当委員会としては、同破砕帯について自ら確認と評価を行い、耐震設計上考慮する活断層の認定に係る判断を行う。」(平成24年9月26日資料)
話がややこしいのは、原子力規制委での有識者会合が、「設計上考慮すべき断層かどうかの認定」にあったとしても、旧基準下では、そうだとしても、その先に原子炉建屋等への影響評価があったことです。国会での質問主意書への政府答弁書により、その旨は明らかでした。

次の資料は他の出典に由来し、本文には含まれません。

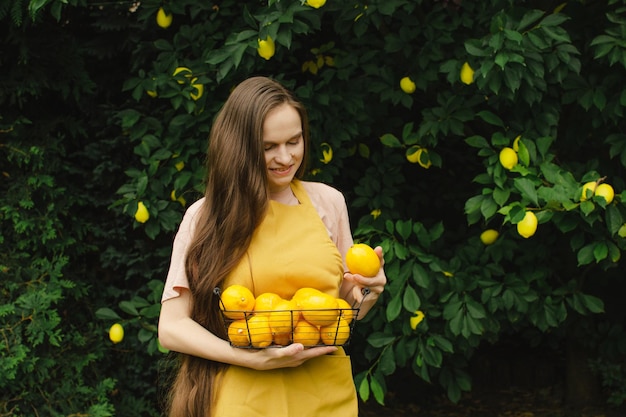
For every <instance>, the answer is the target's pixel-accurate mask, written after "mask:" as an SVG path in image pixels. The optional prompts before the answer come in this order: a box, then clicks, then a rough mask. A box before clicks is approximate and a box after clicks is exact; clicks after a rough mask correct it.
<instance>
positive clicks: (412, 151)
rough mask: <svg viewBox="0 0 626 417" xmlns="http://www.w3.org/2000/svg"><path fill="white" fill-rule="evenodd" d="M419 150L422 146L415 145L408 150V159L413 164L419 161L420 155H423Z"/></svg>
mask: <svg viewBox="0 0 626 417" xmlns="http://www.w3.org/2000/svg"><path fill="white" fill-rule="evenodd" d="M419 150H420V147H419V146H417V145H413V146H411V147H410V148H408V149H407V150H406V160H407V161H409V162H410V163H412V164H417V162H418V161H419V157H420V155H421V153H418V152H417V151H419Z"/></svg>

「発電用原子炉施設が「活断層の上」にあることのみをもって立地指針に不適合となるものではない。なお、発電用原子炉施設の耐震安全性については、新耐震指針等に基づいて、活断層が発電用原子炉施設にどのような影響を及ぼすか、また、それに対してどのような耐震安全設計を講じるかを厳格に評価した上で、判断するものである。」
ということでしたので、この前提に立てば、
有識者会合=活断層か否かの認定、
適合性審査=原子力施設等への影響評価
という役割分担に変更したのだろうとも解釈することはできました。
ところが、有識者会合での検討開始後に、新基準とその運営指針、審査ガイドが定められ、活断層上の立地は不可であるかのように定められたため、そこから先の影響評価が何らなされないままに推移するということになってしまいました。
「今後活動する可能性のある断層=12〜3万年前以降に活動したことを否定できない断層」とし、その否定の絶対証明がなされない限り、活断層と認定され、その影響評価はなされないままに、廃炉に追い込めると鈴木教授や島崎副委員長らは踏んだのでしょう。
東北電力の東通原発の破砕帯などは、有識者委員自身、そして島崎氏自身が「活断層だとしても大したことのない断層」との趣旨の発言をしていましたが、新基準の運用方針では、活動性の大小を問わず、立地不可とするという趣旨ですから、ひどい話です。
ともかく、有識者会合の位置づけ、役割は曖昧になったまま、現在に至りました。今回の「確認」的整理によっても、曖昧さが払拭されたとは言えないでしょう。